Человек уже все сказал, что он думает о природе. Теперь
природа скажет о том, что она думает о человеке. Я думаю, в первую
очередь, что она для него сделает она на него плюнет. Потому что,
если как бы гигант или гигантское женское начало природы проснется,
посмотрит на этого уродца, который здесь выпендривается последние
300-400 лет со своими Бэконами, со своими программами "чистого разума"
и скажет: "Вы кто, друзья? Вы муравьи, вы просто пыль. Вначале просто
придите в себя!" Она дунет, она закачается, она затрясется, треть
человечества уйдет просто в бездну, а остальные, наверное задумаются.
Другое дело, что христианство и духовная религия показывает нам, что
человек не очень задумывается. Даже когда он будет лететь в бездну,
когда он будет гибнуть, полностью выстроив эту гибель своими руками,
он, все равно, будет думать о колбасе, о какой-то чепухе
второстепенной. Вылечит ли катастрофа человечество? Сделаем ли мы вывод
из того, что произошло на Гаити? Нет, уверяю, нет. "А? На Гаити? Ну,
главное не у нас. А? У нас? Ну, главное не со мной. А? Со мной!" Но тут
уже будет поздно, это "ква-ква," и на тот свет.
Катастрофа это вещь, которая духовная. Она интеллектуальная,
это не просто слепая сила природы, это какой-то знак, это какое-то
деяние, которое на самом деле в значительной степени связано с нашими
деяниями. Мы же, конечно, скажем: "Ну ладно, там, это не нам, это
гаитянам". Гаитянам - за свое помешательство, нам - за свое, каждому
природа даст, разберется по-своему. Китайцы, которые ее уважают и
ценят, я думаю, пострадают меньше всего, и там все будет спокойно: и
плесы, и камни, и скалы. Потому что китайцы впустили природу в свою
собственную культуру, они дали ей там место. Какие-то другие
традиционные народы, они находятся в балансе с природой. Это не значит,
что они полностью как бы подчиняются или обожествляют природу. Отнюдь,
нет. Как считали там марксисты или эволюционисты. Возможно, они просто
находятся с природой в правильно выстроенном, правильно моделированном
диалоге. Дикарь, как показывают этносоциологические исследования, не
менее полноценный человек, не менее отделенный от природы, чем
современный технократ. Просто это отделение иное и отношение с природой
более выверенное, более четкое. Поэтому хотелось бы верить, что
катастрофы, которые грядут, и я уверен, размножат значительную часть
человечества, чтобы они воспринялись правильно, чтобы они воспринялись
как некое высказывание, как некий message, как некое послание, с
которым к нам обращаются. Тогда мы имеем шанс сделать из этого вывод.

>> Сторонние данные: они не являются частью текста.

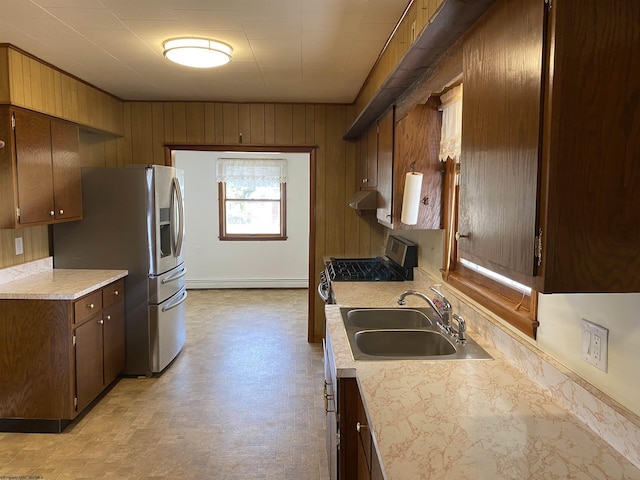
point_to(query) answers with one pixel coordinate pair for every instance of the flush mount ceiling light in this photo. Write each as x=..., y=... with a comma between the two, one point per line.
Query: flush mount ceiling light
x=197, y=52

Если же будем называть силы природы слепыми, если мы будем
рассматривать это, как фатум, как нечто, что абсолютно не связано с
нашей человеческой разумной деятельностью, мы просто будем копить все
новые и новые катастрофы и умножать их. Поэтому если 20-й век был веком
катастроф, то 21-й век будет веком накопления катастроф или
"мегакатастроф". Не исключено, что если мы будем упорствовать в своем
картезианском либерально-демократическом пафосе, мы получим в один
момент ту катастрофу, от которой не останется ничего от нас.